Bitcoin is poised to make waves in the Caribbean, thanks to the open-minded government of Antigua & Barbuda.
The Cabinet of Antigua & Barbuda wants to draft new laws governing the use of bitcoin on the twin island nation. But instead of hindering the use of digital currencies, the government is looking to give bitcoin legal recognition—potentially placing the country “on the cutting edge of this new technology.”
Minister of Trade and Consumer Affairs EP Chet Greene told The Daily Observer: “This new currency is immutable; you can always go and trace transactions, so in the context of allegations of our country being involved in tax havens, it allows for better traceability.”
Aside from helping put an end to Caribbean’s reputation as a hub for money laundering, Greene said bitcoin will also be a boon to the country’s iGaming sector.
“It will allow us the satisfaction needed as a jurisdiction in respect to questions that would be asked of us in the global environment,” the minister pointed out.
With other countries viewing bitcoin as a way to facilitate money laundering, it’s refreshing to see a government taking a more liberal approach to digital currency and give bitcoin another validation as a new global currency. As a result, Antigua & Barbuda is poised to become the trendsetter in the Caribbean by embracing cryptocurrency.

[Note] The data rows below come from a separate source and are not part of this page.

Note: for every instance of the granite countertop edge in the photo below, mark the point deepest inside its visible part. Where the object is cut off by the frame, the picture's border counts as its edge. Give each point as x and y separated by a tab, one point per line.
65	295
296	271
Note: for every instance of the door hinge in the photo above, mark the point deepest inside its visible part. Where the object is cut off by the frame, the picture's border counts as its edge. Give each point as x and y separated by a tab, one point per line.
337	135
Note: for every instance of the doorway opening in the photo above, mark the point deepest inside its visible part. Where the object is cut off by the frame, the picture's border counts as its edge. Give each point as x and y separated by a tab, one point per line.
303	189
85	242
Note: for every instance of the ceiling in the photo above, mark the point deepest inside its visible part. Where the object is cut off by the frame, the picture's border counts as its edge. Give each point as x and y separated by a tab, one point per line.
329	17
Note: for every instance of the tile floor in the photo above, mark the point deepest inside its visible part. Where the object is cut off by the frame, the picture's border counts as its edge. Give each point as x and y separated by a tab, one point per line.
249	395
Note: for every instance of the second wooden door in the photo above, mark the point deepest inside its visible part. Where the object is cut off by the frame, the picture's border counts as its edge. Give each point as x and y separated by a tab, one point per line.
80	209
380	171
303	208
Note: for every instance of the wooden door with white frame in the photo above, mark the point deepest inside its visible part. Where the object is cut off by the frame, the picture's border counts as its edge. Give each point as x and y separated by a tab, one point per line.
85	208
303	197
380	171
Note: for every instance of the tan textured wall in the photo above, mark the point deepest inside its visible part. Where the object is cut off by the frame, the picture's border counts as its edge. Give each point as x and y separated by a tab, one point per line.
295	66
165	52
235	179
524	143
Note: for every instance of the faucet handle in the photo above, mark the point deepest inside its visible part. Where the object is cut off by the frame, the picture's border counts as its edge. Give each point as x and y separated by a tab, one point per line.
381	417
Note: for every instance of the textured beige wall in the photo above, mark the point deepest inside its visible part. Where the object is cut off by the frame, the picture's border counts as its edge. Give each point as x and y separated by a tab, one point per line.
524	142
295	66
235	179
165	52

Several countries have already begun the process of recognizing and regulating the use of digital currencies like bitcoin. At the forefront is Japan, which has officially recognized bitcoin as a legal payment method. South Korea, meanwhile, has offered US$2.65 billion in financial support to develop and promote the country’s financial technology sector, which will include the system expansion of digital currency. Other countries like Switzerland and Malta are also either engaged in the technology or are committed to get onboard with the innovation.
Current bitcoin price
The price of bitcoin reached above $1,350 during Monday’s early morning trading.